The garage is beneath the Una Residences luxury condominium tower in Miami’s Brickell neighborhood. Local developer OKO Group proposes a 47-story residential tower at the site, with units starting at $2 million. It also will include a three-level basement, which the developer touts as “Miami’s deepest, most expensive underground garage.”
However, since October, two breaches of the water table have occurred at the site, located at 175 SE 25th Rd., and residents of neighboring properties have voiced their concerns about the impact the breaches could have on their buildings, especially in the wake of last summer’s deadly Surfside condo collapse.
An aerial view of the evacuation site Nov. 16 showed the pooling of water in a different section of the cavernous pit where water bubbled to the surface on Nov. 12 in a second breach.
A spokesperson of Miami-Dade County’s Department of Regulatory & Economic Resources (DERM) told WPLG-TV Local 10 News in Miami that the water “will keep coming into the site” until engineers fix “what’s known as the tremie seal.” The agency considers the issue to be an operational one rather than an environmental violation.
Those same officials noted that Nov. 12’s breach was capped by engineers Nov. 17 and a stop-work order on this project was issued. Currently, three engineers have been brought in to evaluate what impact, if any, the project is having on surrounding properties.

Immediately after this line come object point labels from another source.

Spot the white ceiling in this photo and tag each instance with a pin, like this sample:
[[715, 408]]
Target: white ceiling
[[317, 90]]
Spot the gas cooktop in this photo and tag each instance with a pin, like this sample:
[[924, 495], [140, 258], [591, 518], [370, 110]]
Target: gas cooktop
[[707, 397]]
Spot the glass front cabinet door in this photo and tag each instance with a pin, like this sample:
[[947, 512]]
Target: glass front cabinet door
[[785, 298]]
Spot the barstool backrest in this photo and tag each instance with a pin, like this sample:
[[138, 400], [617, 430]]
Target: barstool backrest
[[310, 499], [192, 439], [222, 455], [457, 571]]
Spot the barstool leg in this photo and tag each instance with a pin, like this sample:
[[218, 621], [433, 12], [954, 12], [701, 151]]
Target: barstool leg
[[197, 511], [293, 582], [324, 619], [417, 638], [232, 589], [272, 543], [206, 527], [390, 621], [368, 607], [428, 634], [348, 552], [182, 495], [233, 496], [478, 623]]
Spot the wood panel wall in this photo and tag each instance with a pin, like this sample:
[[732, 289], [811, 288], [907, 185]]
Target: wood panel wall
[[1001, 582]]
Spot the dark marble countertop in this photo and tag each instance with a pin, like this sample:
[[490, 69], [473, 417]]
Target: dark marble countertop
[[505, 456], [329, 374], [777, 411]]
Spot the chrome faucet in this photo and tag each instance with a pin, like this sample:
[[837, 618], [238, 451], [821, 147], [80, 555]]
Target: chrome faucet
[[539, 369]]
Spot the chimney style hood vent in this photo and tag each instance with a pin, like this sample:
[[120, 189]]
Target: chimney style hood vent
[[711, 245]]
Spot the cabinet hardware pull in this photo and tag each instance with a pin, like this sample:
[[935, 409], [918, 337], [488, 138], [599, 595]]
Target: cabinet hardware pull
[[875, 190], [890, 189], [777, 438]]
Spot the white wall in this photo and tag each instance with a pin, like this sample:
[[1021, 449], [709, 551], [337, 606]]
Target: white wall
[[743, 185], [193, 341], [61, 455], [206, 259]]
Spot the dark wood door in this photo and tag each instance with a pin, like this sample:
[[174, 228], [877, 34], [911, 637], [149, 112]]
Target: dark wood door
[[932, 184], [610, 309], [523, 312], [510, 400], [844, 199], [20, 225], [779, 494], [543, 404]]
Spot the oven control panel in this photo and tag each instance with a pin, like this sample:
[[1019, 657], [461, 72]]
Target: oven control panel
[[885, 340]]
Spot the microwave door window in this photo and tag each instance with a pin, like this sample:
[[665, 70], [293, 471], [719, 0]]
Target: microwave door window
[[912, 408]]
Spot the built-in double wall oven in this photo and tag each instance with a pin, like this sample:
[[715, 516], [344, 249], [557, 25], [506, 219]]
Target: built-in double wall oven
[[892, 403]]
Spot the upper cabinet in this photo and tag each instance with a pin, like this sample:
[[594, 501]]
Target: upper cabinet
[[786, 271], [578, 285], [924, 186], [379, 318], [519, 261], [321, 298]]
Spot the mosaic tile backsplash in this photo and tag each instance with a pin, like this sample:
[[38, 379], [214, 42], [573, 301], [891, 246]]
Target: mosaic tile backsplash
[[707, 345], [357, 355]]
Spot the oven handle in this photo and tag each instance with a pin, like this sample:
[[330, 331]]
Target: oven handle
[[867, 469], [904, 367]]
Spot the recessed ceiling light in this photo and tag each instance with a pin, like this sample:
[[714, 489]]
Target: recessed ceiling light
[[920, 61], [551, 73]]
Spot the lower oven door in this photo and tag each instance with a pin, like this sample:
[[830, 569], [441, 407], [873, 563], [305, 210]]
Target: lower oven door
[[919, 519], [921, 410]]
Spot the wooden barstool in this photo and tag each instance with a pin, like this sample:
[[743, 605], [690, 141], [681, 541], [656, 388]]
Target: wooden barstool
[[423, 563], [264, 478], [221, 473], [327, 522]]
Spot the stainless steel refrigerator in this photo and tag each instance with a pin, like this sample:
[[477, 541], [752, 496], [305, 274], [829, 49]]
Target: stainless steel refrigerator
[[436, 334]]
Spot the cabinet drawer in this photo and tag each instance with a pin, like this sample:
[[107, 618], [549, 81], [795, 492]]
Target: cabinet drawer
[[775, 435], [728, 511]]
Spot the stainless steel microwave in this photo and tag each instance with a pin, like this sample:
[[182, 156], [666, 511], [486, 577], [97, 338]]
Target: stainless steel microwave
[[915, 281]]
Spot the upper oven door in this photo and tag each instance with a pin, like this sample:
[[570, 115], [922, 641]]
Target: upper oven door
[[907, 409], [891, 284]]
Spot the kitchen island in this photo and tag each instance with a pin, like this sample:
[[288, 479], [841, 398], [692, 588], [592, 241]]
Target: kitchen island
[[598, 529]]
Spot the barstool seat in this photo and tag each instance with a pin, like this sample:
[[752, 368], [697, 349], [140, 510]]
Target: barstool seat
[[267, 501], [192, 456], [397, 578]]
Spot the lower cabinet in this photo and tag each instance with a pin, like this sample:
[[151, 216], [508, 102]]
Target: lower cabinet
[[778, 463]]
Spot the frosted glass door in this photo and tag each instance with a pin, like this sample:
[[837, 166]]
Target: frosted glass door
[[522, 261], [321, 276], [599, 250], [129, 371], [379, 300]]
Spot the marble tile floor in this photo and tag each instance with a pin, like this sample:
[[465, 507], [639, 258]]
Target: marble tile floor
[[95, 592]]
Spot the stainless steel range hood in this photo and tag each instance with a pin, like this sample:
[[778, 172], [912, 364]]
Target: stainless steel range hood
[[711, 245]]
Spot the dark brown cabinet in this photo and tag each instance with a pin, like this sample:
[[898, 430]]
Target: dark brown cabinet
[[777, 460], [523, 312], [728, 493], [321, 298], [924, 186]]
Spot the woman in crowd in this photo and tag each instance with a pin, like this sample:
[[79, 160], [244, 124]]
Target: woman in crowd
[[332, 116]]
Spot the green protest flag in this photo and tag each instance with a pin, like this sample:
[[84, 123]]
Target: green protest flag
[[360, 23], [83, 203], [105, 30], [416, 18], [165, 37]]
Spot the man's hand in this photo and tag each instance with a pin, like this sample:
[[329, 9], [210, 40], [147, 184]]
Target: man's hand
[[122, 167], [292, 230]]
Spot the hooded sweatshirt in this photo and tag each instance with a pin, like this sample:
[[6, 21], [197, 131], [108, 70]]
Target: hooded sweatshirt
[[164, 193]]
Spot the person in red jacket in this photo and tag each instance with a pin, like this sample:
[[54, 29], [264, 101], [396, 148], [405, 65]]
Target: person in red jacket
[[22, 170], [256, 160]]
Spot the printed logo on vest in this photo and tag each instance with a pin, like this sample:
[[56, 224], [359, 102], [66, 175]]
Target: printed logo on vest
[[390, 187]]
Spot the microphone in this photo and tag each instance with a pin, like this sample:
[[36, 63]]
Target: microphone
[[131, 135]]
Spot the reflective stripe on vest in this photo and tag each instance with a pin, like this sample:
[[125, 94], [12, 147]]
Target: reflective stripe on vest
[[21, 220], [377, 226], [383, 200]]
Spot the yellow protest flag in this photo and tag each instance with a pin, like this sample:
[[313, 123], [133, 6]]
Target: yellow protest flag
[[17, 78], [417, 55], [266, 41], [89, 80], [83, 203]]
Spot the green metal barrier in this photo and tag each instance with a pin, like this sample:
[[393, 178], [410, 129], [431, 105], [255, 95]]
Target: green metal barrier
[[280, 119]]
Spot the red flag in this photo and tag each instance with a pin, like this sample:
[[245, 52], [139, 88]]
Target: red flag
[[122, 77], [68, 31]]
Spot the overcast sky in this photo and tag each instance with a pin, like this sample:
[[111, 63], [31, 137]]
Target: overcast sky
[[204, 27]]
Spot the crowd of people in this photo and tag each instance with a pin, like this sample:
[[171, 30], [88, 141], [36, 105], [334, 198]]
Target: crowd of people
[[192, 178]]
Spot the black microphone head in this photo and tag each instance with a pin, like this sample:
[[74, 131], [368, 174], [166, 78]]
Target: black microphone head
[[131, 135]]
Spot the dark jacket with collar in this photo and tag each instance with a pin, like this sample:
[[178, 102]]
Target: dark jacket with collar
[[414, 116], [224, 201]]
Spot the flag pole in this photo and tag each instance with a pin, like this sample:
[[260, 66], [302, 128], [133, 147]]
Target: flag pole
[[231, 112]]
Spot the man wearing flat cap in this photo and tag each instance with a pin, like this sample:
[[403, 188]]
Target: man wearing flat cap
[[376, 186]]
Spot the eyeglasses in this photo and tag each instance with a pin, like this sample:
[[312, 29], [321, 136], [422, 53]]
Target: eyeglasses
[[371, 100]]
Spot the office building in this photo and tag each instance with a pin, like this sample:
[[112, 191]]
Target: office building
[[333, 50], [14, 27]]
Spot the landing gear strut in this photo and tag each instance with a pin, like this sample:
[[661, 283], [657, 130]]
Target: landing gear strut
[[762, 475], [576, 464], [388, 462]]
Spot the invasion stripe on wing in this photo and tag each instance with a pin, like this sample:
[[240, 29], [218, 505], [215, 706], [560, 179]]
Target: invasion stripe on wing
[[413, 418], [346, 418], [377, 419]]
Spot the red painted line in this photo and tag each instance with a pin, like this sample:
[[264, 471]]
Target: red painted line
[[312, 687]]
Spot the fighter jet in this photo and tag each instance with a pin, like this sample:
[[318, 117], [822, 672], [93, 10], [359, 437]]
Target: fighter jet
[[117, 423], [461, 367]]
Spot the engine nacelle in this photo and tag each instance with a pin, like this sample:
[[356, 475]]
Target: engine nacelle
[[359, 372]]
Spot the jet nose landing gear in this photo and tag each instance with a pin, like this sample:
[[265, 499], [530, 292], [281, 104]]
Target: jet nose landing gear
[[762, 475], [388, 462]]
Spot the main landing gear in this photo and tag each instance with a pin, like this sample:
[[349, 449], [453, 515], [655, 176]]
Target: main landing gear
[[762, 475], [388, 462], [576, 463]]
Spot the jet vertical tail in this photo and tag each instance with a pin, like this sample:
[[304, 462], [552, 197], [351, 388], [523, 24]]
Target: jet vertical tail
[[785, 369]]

This will include a geotechnical engineer, a structural engineer and a seismic testing engineer. Miami Commissioner Ken Russell said this was being done as a precautionary measure and that the building department will cover all costs and the trio of engineers will report their findings to the city.
Mandy Karnauskas lives in Brickell Townhouse, next to the Una Residences under construction. In speaking with WPLG-TV, she said the second upwelling of water at Una happened one day after her management company sent residents an email saying that their structural engineer claimed their property is experiencing impacts from the construction site’s first breach in October.
The management company claimed the project is causing soil erosion, which has caused the brick pavers in their tiki hut area to shift.
“We see the ground actually moving, a piece of our property is sinking, and our little tiki picnic huts are starting to keel over,” Karnauskas said.
Ant Yapi, of Civic Construction in Miami, the general contractor of Una Residences, has stated that “our team is remediating these leaks as they happen, and there is no evidence of impacts on surrounding properties.”
Experts Call for
Thorough Exam of Site
“I think it is a very good idea to pause and check the situation,” said Shimon Wdowinski, of Florida International University’s Institute of Environment. He is an expert in land subsidence, sea-level rise, sinkhole activities, wetland hydrology, earthquakes and other natural hazards.
Wdowinski explained that the geotechnical engineer at Una Residences will “deal with the earth underneath the buildings” to “evaluate the property of the soil at the building site or next to the building site to see if there were any changes to the soil.”
In addition, he said the role of a structural engineer would be to evaluate if there is “any damage to the buildings” with an analysis that would consist of “looking [to see] if the columns or the walls or any new cracks formed in the building, [and] to see if there were any changes to the building itself.”
As for the seismic testing engineer, he told the Miami television station that that person would collect data about “the movement of the ground — the elastic movement of the ground — to see how much movement in the vicinity of the building” may be happening to “evaluate if there is a problem that may cause damage to the buildings.”